Can this identity be proven, and if so how?  π^2/6 = 1/6 (-i log(-1))^2

$\begin{array}{|rcll|} \hline && \frac{1}{6}\cdot \Big(-i \log(-1) \Big)^2 \\ && &\small{ \begin{array}{|rcll|} \hline \log(z) &=& \ln|z| + i\underbrace{\arg(z)}_{=\arctan(\frac{b}{a}) } \quad | \quad z = a+b\cdot i \\ \log(-1) &=& \ln|-1| + i\underbrace{\arg(-1)}_{= \underbrace{\arctan\left(\frac{0}{-1}\right)}_{=-\pi} } \quad | \quad z = -1+0\cdot i \\ \log(-1) &=& \ln|-1| + i\cdot(-\pi) \\ \log(-1) &=& \ln(1) - i\cdot \pi \quad | \quad \ln(1) = 0 \\ \log(-1) &=& 0 - i\cdot \pi \\ \log(-1) &=& - i\cdot \pi \\ \hline \end{array}} \\ &=& \frac{1}{6}\cdot \Big(-i \cdot(- i\cdot \pi) \Big)^2 \\ &=& \frac{1}{6}\cdot (i^2 \cdot \pi )^2 \quad | \quad i^2 = -1 \\ &=& \frac{1}{6}\cdot (-\pi )^2 \\ &=& \frac{1}{6}\cdot \pi ^2 \\ &=& \dfrac{\pi ^2}{6} \\ \hline \end{array}$

Brilliant heureka, as usual. Thank you very much.

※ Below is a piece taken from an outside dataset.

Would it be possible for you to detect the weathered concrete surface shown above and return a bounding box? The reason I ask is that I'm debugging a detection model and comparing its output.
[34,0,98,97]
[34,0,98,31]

$\because e^{i\pi} = -1\\ \text{We can immediately imply that} \log(-1) = i\pi\\ \dfrac{1}{6}(-i\log(-1))^2 \\ =\dfrac{1}{6}(-i\cdot i\pi)^2\quad\boxed{-i\cdot i = 1}\\ =\dfrac{1}{6}\pi^2\\ $

Hence, proved.

Max: You are simply beyond words !! Bravo and thanks.